Pourquoi j'ai testé six moteurs OCR différents (et pourquoi vous devriez aussi)
Après l'incident de la facture, je ne pouvais plus faire confiance à une seule solution OCR. J'avais besoin de comprendre le paysage. Voici ce que j'ai testé et ce que j'ai appris de chacun :
- Google Cloud Vision API — J'ai commencé ici car tout le monde disait que c'était la référence. Les résultats étaient impressionnants sur des documents modernes et bien propres. Des PDF scannés de la dernière décennie ? Presque sans défaut. Mais si vous lui donnez une impression matricielle de 1987 ou un document faxé qui avait été photocopié trois fois, l'exactitude tombait à environ 73%. L'API est rapide et le tarif est raisonnable à 1,50 $ pour 1 000 pages, mais elle a eu des difficultés avec le type exact de documents pour lesquels j'avais besoin : anciens, dégradés, dossiers commerciaux du monde réel.

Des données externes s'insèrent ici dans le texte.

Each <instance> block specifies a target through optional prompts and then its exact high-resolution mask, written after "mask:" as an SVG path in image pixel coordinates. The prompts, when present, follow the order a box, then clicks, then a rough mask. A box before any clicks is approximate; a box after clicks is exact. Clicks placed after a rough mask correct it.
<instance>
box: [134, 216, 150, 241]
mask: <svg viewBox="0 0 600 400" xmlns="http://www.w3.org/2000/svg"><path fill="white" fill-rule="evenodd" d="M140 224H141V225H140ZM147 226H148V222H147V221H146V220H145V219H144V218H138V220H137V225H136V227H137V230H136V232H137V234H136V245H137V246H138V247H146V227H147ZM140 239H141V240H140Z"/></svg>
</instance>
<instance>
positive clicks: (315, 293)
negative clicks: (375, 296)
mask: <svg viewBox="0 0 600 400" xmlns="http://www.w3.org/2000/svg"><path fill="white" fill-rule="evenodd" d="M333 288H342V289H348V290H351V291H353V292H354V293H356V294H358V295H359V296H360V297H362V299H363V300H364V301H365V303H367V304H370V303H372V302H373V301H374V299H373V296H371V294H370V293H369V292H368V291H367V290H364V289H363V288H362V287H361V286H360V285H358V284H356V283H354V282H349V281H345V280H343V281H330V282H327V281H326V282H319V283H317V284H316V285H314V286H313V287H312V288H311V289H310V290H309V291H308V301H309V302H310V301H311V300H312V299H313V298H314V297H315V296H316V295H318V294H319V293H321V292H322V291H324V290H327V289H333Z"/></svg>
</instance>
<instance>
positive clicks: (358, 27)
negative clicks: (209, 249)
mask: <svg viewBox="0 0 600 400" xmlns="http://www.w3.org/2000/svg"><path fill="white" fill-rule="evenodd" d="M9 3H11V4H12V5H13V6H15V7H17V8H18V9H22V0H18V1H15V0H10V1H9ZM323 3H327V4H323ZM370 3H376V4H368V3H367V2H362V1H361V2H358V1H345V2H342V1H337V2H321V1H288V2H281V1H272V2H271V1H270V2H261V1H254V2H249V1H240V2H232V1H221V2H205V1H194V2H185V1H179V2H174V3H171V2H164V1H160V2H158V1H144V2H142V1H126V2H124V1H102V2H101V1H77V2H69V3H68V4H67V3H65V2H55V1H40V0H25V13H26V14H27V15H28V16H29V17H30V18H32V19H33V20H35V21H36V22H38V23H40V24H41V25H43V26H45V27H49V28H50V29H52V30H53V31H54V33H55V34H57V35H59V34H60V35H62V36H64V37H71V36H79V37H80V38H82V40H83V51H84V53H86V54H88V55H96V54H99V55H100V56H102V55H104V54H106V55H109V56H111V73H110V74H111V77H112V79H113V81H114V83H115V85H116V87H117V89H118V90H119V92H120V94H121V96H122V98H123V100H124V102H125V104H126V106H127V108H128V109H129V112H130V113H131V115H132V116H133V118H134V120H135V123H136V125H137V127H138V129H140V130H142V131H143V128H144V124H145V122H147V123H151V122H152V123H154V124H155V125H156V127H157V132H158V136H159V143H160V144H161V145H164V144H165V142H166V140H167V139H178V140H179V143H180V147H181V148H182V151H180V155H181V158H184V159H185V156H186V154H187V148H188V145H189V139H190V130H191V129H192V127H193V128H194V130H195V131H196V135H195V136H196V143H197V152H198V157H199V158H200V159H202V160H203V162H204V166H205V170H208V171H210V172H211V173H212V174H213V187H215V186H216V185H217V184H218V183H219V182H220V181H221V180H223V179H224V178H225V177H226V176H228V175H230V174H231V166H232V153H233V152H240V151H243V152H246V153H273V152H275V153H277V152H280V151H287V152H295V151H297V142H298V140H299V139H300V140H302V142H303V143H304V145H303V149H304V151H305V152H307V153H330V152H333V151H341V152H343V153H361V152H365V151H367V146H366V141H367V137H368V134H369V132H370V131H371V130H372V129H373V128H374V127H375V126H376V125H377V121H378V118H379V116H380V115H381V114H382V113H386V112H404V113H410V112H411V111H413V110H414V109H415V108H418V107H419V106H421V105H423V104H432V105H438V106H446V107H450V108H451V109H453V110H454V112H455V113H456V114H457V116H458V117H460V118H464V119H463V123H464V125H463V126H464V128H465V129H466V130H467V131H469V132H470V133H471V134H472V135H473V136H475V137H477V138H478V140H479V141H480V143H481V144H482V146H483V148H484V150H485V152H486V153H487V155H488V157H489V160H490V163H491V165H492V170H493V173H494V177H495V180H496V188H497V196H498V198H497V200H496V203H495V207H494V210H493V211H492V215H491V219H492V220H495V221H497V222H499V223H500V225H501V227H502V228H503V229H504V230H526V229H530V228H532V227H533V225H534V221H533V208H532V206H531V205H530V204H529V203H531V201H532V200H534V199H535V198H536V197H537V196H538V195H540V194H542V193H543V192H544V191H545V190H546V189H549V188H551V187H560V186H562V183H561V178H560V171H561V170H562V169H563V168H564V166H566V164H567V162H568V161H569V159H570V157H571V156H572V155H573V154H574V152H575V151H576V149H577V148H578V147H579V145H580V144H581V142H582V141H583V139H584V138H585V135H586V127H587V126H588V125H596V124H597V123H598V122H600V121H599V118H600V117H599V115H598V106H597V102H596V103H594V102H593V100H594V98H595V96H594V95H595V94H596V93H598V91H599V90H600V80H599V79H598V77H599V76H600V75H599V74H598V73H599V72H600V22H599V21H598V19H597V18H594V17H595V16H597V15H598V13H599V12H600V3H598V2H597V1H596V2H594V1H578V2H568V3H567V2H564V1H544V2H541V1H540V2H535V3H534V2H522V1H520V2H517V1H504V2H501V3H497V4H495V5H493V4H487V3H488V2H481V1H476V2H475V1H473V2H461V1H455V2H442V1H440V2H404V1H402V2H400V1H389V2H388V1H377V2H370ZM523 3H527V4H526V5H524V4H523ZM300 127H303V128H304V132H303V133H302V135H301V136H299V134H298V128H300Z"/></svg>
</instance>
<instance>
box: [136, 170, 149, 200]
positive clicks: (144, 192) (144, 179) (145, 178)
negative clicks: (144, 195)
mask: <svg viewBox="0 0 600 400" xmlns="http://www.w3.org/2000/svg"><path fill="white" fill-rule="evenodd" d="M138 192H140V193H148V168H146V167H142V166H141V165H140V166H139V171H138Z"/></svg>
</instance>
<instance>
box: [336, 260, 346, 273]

- Amazon Textract — Celui-ci m'a surpris. Je m'attendais à ce qu'il performe de manière similaire à l'offre de Google, mais Textract a un avantage spécifique : il est conçu pour comprendre la structure des documents. Il n'extrait pas seulement du texte ; il identifie les tableaux, les formulaires et les paires clé-valeur. Pour les contrats que je traitais, c'était énorme. Il pouvait faire la différence entre un bloc de signature et du texte de corps, entre un champ de date et un paragraphe. L'exactitude sur des documents propres était comparable à celle de Google (environ 98%), mais sur des documents dégradés, il a en fait légèrement mieux performé, atteignant 76-78%. Le coût est plus élevé à 1,50 $ par page pour les formulaires et 15 $ par 1 000 pages pour les tableaux, mais pour des documents juridiques structurés, cela en valait la peine.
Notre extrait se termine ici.